Wie hast du denn die Gpsies-Tracks geplant? Selbst oder "externe" Quelle?

Viele Grüße
Stefan


----------



## Heiko123 (7. März 2017)

Geplant ist es selbst, mit Recherchen im Netz.
Thema ist halt, wenn ich zu zweit fahre ist die Schwelle höher, mal ne Sackgasse zu erwischen. Aber mit 6 Leuten im Rücken ist das Geschrei dann gross. 
Muss halt auch aufpassen alles in S0-S1 zu verpacken um niemanden zu überfordern.

Danke dir schon einmal für deine gute Kritik, werd ich mir am WE anschauen und die Strecken umbasteln, weil nur Strasse is doof.

Bin auch einer der gerne selbst plant und schaut was dann rauskommt, und wenns dann dem Rest noch gefällt, dann freut man sich doppelt.


----------



## MTB-News.de




----------



## Stefan_SIT (7. März 2017)

Klar, kenne ich gut ...  deinen weiteren Verlauf habe ich mir auch angesehen und kann eh nur bis Kobarid bzw. Tolmin "helfen". 

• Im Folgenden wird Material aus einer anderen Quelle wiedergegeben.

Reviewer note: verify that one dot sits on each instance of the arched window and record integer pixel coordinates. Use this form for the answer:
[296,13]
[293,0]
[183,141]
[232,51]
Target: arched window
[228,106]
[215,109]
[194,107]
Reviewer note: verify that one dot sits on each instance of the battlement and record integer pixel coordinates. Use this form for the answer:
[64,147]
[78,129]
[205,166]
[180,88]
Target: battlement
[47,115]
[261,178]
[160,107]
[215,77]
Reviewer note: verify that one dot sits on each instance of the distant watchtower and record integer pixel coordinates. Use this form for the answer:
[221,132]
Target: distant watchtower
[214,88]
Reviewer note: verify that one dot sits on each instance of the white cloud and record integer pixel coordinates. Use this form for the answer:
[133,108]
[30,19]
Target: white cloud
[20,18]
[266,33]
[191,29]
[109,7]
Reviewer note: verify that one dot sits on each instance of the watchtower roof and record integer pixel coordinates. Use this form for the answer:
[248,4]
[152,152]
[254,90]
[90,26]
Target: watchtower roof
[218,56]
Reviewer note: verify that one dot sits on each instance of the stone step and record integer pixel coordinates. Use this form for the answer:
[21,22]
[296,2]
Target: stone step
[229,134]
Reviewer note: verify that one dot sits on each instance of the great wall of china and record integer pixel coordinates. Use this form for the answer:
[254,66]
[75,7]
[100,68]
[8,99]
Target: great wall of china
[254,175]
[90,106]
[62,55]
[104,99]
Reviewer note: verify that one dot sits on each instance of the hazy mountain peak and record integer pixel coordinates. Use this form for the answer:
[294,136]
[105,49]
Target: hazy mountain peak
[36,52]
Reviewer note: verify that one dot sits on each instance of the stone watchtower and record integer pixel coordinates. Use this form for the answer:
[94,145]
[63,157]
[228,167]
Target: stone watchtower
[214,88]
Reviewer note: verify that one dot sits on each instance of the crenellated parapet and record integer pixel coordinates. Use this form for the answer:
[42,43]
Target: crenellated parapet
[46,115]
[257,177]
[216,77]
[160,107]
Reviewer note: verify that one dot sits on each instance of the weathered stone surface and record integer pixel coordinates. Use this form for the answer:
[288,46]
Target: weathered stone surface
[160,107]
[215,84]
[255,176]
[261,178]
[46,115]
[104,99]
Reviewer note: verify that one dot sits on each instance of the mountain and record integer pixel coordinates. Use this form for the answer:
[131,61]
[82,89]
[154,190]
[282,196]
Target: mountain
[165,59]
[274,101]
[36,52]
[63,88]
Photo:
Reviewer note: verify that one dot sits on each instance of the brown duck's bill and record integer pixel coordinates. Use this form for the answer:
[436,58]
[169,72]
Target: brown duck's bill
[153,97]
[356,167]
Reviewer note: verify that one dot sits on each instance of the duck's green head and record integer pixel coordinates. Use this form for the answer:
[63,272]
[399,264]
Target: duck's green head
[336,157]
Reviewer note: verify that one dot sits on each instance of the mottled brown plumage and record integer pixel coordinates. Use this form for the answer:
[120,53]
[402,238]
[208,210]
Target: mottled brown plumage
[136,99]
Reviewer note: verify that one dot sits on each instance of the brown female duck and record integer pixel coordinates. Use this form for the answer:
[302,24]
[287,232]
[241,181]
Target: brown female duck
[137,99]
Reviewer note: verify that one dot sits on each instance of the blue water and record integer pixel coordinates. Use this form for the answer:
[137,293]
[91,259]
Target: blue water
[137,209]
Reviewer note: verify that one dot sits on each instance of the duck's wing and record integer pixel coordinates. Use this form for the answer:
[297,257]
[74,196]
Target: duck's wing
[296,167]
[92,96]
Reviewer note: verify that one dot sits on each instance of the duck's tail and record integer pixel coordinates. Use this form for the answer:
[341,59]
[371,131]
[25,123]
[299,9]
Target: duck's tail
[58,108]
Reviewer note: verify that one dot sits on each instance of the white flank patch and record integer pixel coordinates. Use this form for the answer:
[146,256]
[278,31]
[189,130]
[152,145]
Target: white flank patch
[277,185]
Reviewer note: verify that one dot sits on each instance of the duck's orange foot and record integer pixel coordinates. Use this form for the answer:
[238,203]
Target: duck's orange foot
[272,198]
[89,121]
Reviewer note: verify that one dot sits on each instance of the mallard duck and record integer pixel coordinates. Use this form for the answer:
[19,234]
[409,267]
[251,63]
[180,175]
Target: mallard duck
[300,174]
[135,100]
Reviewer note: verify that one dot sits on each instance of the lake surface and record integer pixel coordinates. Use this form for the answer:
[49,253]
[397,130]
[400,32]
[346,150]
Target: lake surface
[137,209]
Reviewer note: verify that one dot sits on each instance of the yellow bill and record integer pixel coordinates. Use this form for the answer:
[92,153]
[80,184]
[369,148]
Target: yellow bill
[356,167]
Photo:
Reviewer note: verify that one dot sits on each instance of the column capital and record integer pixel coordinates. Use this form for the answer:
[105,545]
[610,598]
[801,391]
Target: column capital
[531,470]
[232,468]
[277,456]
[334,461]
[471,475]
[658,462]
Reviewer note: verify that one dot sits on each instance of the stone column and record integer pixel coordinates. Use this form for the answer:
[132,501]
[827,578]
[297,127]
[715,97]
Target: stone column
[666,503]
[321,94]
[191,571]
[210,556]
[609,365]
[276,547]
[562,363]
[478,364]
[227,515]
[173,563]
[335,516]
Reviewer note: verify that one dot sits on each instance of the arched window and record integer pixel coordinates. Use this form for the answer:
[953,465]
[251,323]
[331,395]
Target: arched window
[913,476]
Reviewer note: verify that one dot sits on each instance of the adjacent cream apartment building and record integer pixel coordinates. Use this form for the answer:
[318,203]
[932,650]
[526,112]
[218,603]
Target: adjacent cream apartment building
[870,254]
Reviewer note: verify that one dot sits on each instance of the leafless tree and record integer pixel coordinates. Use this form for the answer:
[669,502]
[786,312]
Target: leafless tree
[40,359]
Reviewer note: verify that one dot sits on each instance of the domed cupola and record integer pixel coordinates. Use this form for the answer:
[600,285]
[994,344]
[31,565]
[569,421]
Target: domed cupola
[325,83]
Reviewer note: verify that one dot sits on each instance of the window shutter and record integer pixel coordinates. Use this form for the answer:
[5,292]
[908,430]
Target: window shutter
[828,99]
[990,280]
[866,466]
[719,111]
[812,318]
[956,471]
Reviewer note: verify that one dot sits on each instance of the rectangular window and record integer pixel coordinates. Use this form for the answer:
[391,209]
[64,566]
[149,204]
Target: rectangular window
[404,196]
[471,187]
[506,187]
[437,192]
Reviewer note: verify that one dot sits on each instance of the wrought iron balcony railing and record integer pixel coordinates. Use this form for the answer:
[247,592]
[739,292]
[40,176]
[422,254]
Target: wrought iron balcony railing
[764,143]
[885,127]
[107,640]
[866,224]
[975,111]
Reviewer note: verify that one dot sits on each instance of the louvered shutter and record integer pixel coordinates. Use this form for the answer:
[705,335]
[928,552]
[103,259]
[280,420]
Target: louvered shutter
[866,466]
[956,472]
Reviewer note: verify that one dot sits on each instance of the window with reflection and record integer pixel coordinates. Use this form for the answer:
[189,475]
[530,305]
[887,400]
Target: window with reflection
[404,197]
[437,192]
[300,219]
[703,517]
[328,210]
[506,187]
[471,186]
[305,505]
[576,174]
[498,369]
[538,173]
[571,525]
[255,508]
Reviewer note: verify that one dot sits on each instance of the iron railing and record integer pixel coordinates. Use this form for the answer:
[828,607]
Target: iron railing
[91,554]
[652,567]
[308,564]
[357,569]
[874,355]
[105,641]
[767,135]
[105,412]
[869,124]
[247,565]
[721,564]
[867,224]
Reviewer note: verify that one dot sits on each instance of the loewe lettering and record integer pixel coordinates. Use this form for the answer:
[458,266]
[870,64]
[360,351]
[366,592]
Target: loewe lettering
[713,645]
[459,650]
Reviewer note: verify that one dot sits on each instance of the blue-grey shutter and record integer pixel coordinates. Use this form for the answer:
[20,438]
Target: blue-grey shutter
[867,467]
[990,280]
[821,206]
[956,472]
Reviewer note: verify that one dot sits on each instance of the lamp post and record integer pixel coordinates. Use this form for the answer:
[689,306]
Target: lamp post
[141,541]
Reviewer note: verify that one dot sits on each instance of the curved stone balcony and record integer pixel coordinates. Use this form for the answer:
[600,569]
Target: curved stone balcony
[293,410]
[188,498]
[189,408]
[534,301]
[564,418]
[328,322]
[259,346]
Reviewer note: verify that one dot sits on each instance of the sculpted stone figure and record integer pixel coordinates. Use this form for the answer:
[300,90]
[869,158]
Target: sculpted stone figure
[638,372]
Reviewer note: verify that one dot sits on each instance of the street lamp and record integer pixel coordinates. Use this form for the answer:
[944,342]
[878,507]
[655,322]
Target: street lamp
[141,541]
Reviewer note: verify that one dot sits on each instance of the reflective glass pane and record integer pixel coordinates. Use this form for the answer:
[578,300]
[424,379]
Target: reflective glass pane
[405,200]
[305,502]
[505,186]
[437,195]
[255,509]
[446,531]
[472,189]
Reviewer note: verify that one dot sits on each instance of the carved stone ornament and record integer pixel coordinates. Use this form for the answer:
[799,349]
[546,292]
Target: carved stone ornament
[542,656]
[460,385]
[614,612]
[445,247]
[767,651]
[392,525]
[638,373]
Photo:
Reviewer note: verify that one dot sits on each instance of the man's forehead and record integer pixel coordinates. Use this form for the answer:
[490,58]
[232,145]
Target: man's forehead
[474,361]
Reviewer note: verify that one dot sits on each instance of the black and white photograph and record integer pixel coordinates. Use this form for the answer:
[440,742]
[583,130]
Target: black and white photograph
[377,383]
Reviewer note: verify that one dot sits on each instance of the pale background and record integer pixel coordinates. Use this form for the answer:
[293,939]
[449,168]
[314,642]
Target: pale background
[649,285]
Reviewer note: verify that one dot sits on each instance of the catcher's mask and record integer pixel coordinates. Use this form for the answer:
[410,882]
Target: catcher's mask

In dem Track Bovec-Kobarid hast du bei der Überquerung des Stolrückens die mit Abstand schwersten Abschnitte deiner ersten drei Tage drin (zum Rest kann ich wenig sagen). Das gibt es ein oder zwei S2-/S3-Passagen, die man allerdings - wenn auch teilweise mit einiger Mühe - schieben und (kurz) tragen kann. Trotzdem würde ich sie nicht rausnehmen, weil die 98% des restlichen Tages sehr schön sind. Ändern würde ich an dem Tag den Start und von Bovec aus besser nördlich der 203 den gestrichelten Weg unterhalb der Seilbahn nehmen. Leichter Trail, weniger Asphalt. 

Viele Grüße
Stefan


----------



## Heiko123 (7. März 2017)

Stefan_SIT schrieb:


> Ich schaue es mir mal so nach und nach an. Wenn du das willst?
> 
> Tag 1: Ohne die Seilbahn habt ihr an dem Tag nur 200 Höhenmeter selbst zu kurbeln. Die Auffahrt von Arnoldstein über Seltschach ist leicht, bei der Seilbahn solltet ihr sicher sein, dass sie fährt. Tut sie bei schlechtem Wetter nämlich nicht zwingend. Der Streckenabschnitt vom Aussichtspunkt Dreiländereck zur Tromeja-Hütte ist ein breiter, recht langweiliger Forstweg. Schöner/trailiger ist die Serpentinenstrecke (Direttissima; max. S2) oder der Weg auf der "linken" Seite (Kartenblick; S1/max. S2; für mich die schönste Variante).
> 
> ...


Hallo Stefan,

du bist der Beste. 
Meinst Du diese beiden Abfahrten? Wenn ja, würde ich (denke mal) die "1" bevorzugen,
da vom Höhendifferenz nicht so "steil" und weitläufiger um den Monte Coppa.


----------



## Heiko123 (7. März 2017)

Stefan_SIT schrieb:


> Wenn ich mir den zweiten Tag anschaue, kommt bei mir die Frage hoch, welchen Anspruch du/ihr an die Tour habt. Die (fast) komplette Auffahrt zum Vrsic-Pass planst du auf Asphalt, obwohl es gerade im unteren und im oberen Drittel der Auffahrt sehr schöne Alternativen abseits der Passstraße gibt?!? Willst du das? Kann ja sein.
> 
> Siehst du auf der Karte die beiden kleinen Seen am Ortsausgang Kranjska Gora? Ca. 400m danach folgt ein Weg der Pisnica. Den solltest du nehmen. Er führt erst kurz vor dem Mihov Dom wieder auf die Passstraße, der du dann weiter folgst. Aber nur bis auf ca. Höhe 1.400m linker Hand das Tonkina-Gasthaus auftaucht. Hier unbedingt wieder rein in den Wald und dem wunderschönen Serpentinenweg über Postarski Dom (gute Einkehrmöglichkeit) bis zum Ticarjev Dom folgen. Dies ist die alte Russenstraße, im ersten Weltkrieg von russischen Gefangenen gebaut, völlig zerfallen, aber ein Traum mit dem Mountainbike. Du kannst auf der Karte diesen Weg gut erkennen.
> 
> ...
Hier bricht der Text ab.